Krailling– Mit dem geplanten Brückenschlag über die Würm auf Höhe des Kraillinger Restaurants Rosario dürften auf die Gemeinde Krailling beträchtliche Kosten zukommen. Solche Summen habe er sich nicht vorgestellt, konstatierte Martin Hoffmann (SPD-Fraktion) am Dienstagabend im Bauausschuss. Dort stellte Dirk Jankowski, Geschäftsführer der Münchner Firma AJG Ingenieure, drei Varianten für einen Brückenbau vor.

Ziel ist es, im Rahmen der Bebauung des rund 10 000 m2 großen Braun-Grundstücks Bewohnern im Osten Kraillings eine bessere Verbindung ins Ortszentrum zu ermöglichen (wir berichteten). Diese sollen über einen Fußweg entlang der südlichen Grundstücksgrenze am Eisweiher vorbei zur Würm und anschließend über eine Brücke an die andere Uferseite gelangen. Genauer gesagt über zwei durch einen Damm oder Steg verbundene Brücken: Denn neben der Würm muss auch ein Seitenarm des Flusses überbrückt werden, der durch die Umgestaltung des Areals neu entsteht. Insgesamt müssen die Brücken 35 Meter überspannen. Dies ist laut Jankowski aufgrund des Geländeprofils nur mit zwei Baukörpern möglich, andernfalls würde die Brücke zu hoch geraten.

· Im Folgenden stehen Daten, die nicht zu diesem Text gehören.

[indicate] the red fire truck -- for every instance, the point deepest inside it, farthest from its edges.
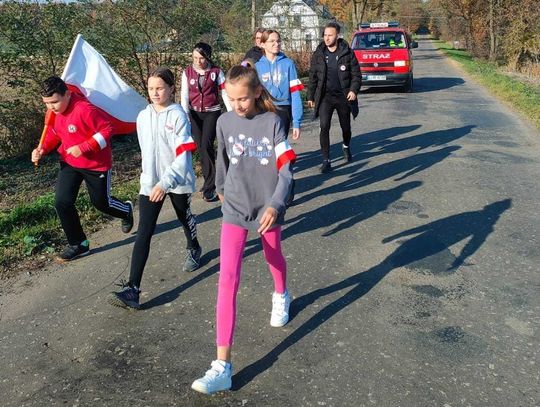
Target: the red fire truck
(384, 53)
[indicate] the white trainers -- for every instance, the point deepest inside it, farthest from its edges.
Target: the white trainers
(280, 309)
(218, 378)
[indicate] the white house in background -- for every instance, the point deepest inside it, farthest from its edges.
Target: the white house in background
(300, 23)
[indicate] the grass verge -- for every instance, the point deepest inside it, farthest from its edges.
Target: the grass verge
(29, 228)
(523, 96)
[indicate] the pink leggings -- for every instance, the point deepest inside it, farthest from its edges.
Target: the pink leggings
(233, 241)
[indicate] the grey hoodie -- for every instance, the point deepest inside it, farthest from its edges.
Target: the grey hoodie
(253, 167)
(166, 145)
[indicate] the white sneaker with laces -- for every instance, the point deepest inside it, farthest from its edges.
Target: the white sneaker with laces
(280, 309)
(218, 378)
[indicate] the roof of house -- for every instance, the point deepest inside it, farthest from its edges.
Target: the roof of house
(320, 9)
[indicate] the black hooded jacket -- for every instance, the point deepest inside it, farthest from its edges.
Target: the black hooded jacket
(349, 74)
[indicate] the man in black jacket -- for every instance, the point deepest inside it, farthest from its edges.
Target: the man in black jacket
(334, 81)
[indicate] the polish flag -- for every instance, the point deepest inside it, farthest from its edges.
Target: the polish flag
(88, 74)
(284, 154)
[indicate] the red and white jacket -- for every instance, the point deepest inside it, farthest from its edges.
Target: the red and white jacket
(86, 126)
(205, 98)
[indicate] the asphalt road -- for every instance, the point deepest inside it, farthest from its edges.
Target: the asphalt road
(414, 272)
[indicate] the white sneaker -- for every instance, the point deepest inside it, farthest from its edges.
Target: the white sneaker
(218, 378)
(280, 309)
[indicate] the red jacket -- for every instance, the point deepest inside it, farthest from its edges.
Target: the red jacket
(205, 99)
(86, 126)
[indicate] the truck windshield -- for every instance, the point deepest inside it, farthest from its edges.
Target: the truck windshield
(378, 40)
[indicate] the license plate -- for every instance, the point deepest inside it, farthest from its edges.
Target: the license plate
(376, 77)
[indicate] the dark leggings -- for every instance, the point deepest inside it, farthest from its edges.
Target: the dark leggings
(328, 104)
(284, 113)
(98, 184)
(203, 129)
(148, 214)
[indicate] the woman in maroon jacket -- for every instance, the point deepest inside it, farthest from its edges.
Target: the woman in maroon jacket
(201, 83)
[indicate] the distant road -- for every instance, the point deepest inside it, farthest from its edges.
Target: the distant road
(414, 272)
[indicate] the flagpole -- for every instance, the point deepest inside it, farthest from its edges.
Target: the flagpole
(68, 63)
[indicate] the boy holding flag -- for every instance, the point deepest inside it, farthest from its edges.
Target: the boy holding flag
(81, 133)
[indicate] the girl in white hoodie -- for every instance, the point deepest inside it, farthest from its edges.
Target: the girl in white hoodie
(164, 134)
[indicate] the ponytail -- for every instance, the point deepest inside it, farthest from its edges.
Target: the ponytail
(265, 102)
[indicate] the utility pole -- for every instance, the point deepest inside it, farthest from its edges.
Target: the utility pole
(253, 19)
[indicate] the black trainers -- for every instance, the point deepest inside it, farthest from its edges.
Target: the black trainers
(193, 259)
(325, 167)
(210, 196)
(127, 297)
(347, 154)
(127, 224)
(73, 252)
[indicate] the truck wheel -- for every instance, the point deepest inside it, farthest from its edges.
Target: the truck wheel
(409, 85)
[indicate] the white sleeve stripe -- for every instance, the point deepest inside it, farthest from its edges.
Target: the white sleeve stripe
(183, 140)
(282, 147)
(221, 78)
(100, 140)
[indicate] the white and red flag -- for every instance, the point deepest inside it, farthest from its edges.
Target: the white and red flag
(88, 74)
(284, 154)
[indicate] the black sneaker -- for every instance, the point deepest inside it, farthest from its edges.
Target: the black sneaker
(210, 196)
(347, 154)
(325, 167)
(73, 252)
(193, 259)
(127, 224)
(127, 297)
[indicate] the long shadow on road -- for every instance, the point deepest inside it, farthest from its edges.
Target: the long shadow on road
(345, 213)
(430, 239)
(401, 169)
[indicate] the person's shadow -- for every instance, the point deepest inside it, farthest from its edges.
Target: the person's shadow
(430, 239)
(402, 168)
(346, 212)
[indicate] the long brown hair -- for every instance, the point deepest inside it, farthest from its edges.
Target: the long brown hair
(265, 102)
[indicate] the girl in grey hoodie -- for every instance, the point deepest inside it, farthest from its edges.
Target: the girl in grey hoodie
(252, 181)
(165, 139)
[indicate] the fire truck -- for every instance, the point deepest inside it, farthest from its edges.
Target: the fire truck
(384, 53)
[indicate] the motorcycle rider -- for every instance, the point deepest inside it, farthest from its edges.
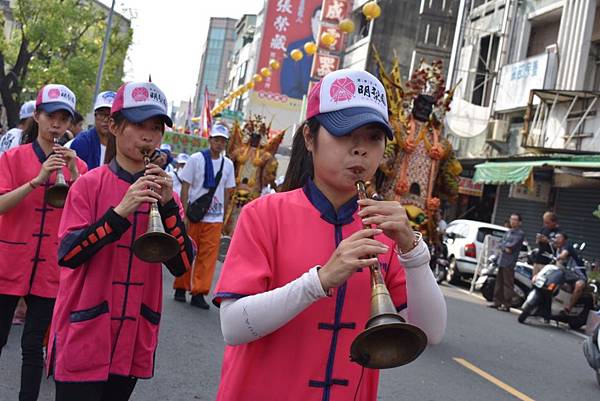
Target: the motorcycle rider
(543, 239)
(567, 256)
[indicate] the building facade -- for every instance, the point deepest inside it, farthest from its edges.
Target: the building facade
(525, 119)
(408, 29)
(242, 63)
(217, 52)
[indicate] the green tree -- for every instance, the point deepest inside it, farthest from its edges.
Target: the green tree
(58, 41)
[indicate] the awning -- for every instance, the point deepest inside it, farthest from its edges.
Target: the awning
(519, 172)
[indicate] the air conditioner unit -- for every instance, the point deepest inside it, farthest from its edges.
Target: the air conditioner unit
(497, 131)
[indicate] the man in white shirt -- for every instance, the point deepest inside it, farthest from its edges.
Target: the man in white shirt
(180, 162)
(199, 176)
(90, 145)
(12, 138)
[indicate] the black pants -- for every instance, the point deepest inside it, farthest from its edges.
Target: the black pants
(37, 321)
(117, 388)
(503, 291)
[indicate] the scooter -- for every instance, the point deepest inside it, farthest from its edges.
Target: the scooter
(486, 282)
(550, 295)
(591, 350)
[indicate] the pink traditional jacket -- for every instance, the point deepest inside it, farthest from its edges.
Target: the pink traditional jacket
(108, 309)
(278, 238)
(29, 231)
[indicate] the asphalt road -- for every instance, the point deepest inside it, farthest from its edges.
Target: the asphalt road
(485, 355)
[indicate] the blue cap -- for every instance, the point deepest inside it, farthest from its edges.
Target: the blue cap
(343, 122)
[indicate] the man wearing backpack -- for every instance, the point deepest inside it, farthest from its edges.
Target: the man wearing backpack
(208, 180)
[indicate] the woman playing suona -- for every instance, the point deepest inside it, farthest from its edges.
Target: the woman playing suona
(105, 326)
(29, 227)
(294, 291)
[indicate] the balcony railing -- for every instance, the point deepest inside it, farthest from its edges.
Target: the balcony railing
(562, 120)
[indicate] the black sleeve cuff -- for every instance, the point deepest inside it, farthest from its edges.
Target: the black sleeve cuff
(118, 223)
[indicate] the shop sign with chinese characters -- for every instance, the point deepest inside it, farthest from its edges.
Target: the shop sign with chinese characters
(466, 186)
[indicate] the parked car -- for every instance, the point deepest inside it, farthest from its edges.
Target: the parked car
(464, 239)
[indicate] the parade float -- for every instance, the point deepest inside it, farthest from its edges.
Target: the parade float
(252, 149)
(419, 168)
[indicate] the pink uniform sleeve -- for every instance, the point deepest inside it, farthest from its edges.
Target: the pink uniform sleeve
(395, 280)
(248, 266)
(7, 182)
(76, 213)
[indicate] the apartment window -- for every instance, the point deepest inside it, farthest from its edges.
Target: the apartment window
(242, 73)
(486, 67)
(542, 35)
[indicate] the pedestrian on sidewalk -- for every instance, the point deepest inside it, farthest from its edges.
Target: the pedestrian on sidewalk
(29, 228)
(206, 172)
(90, 145)
(180, 162)
(295, 290)
(510, 246)
(105, 326)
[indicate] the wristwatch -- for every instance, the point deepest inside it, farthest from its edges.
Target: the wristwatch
(416, 240)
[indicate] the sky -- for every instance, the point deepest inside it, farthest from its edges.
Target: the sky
(168, 38)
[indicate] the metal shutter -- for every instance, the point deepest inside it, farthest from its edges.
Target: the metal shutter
(574, 207)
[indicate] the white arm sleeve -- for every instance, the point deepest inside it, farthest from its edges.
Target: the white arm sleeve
(252, 317)
(255, 316)
(426, 305)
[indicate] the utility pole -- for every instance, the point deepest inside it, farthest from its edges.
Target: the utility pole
(103, 56)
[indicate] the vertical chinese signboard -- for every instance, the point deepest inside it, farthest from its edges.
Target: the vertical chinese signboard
(288, 25)
(327, 59)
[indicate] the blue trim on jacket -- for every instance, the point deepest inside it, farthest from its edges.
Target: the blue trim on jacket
(339, 219)
(87, 146)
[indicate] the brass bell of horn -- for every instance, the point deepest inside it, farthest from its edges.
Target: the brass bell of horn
(155, 245)
(387, 341)
(57, 193)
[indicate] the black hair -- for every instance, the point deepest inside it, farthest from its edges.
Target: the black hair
(111, 145)
(552, 216)
(317, 9)
(301, 163)
(30, 134)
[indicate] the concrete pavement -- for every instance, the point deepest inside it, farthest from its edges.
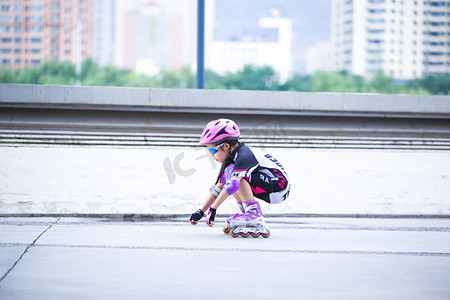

Denkbar sei eine Aluminiumkonstruktion, so der Planer, solche Brücken gebe es quasi von der Stange. Sie rosteten nicht, hätten einen geringen Wartungsaufwand und seien im Hinblick auf den Preis „unschlagbar“. Für Krailling veranschlagte er Kosten von 110 000 Euro. Allerdings hätte diese Brückenvariante ein äußerst massives Erscheinungsbild. Jankowski empfahl eher eine Brücke mit Hohlplatten aus Beton oder eine Hightech-Brücke, die nicht mit Stahlstreben sondern mit Carbonfasern stabilisiert wird. Bei beiden Varianten habe man im Hinblick auf die optische Gestaltung, etwa des Geländers, Freiheiten. Die Hightech-Brücken aus textilbewehrtem Beton seien äußerst leicht und wartungsfrei. Allerdings seien sie mit rund 225 000 Euro nochmals deutlich teurer als die Spannbetonbrücken (150 000 Euro).

Rudolf Heidrich (FBK) erklärte, man müsse das Augenmerk vor allem auf den Brückenbelag und die Trittsicherheit legen. „Wir müssen uns am Winter orientieren.“ Die 2,50 Meter breiten Brücken soll auch ein Räumfahrzeug befahren können.

Imme Kaiser (Grüne) zeigte sich enttäuscht, dass der Würm-Übergang infolge der Höhenentwicklung nicht ganz barrierefrei ausgeführt werden kann. Gleichzeitig stellte sie infrage, ob die Gemeinde die Kosten für eine zweite Brücke mittragen müsse. Der Investor lässt den neuen Seitenarm anlegen, um über ausreichend Retensionsflächen in der Würmaue zu verfügen. Ob Krailling für die dadurch höheren Kosten aufkommen muss, will man jetzt juristisch prüfen lassen. Per städtebaulichem Vertrag ist bisher vereinbart, dass der Investor 150 000 Euro zum Brückenbau beisteuert.

Inklusive Fundamenten (rund 60 000 Euro) und Planungskosten muss für den Brückenbau nach Angaben des Planungsbüros je nach Variante mit Kosten zwischen 200 000 und 340 000 Euro gerechnet werden. „Mir kommt die ganze Sache ziemlich teuer und aufwendig vor“, sagte Hoffmann. Er schlug vor, andere Brücken in der Nachbarschaft, etwa die an der Gräfelfinger Friedenskirche, zu besichtigen. Der Bauausschuss kam schließlich überein, vor einer Entscheidung vor allem den Kraillinger Brückenbau-Standort nochmals in Augenschein zu nehmen.